Chris Harwell said it was mostly just a joke, but he was always kind of serious.
He really wanted there to be a Saturday afternoon that he could drop his wife off at Brenda Gantt’s house so Gantt could teach her how to make biscuits.
“My wife, Reagan, bakes very well, but biscuits were one thing we had never ventured into,” Harwell said.
The couple was from the Pensacola area, and while that’s not too far away, they’d never seen the likes of Southern cooking the Andalusia area had waiting for them when he got a job there after college.
“When we moved, one of the big things we knew would be important for us would be to get plugged into a church and find a body of believers we could walk alongside and build relationships with,” Harwell said.
‘So many great people’
That led them to Bethany Baptist Church, where they met “so many great people,” including Gantt and her husband, George, who sat directly across the aisle. They welcomed the young couple into their church and into their home — and that’s where Harwell met those biscuits.
He’d heard about them before — he’d been told on many occasions that Gantt made “the best biscuits.”

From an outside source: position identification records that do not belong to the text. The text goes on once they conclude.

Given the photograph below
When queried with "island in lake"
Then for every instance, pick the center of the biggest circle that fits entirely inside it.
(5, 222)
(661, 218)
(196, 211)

And he wasn’t the only one asking about them either. Gantt said several of the young men in the church had asked her to teach their wives to make biscuits. A lot of the next generation doesn’t know how to cook things like biscuits “the old-time way,” she said.
For her, cooking was second nature. She had made biscuits for her husband, George, all through their 50 years of marriage, right up until he died in 2018. She still cuts them out with a cut-off Chef Boyardee can she started using right after they married — a “prized possession,” she said.
And over the years, Gantt has prepared biscuits in bulk too, ranging from early morning meals for families at her bed-and-breakfast, the Cottle House, all the way to making around 900 biscuits in one day at a fundraiser breakfast at her church.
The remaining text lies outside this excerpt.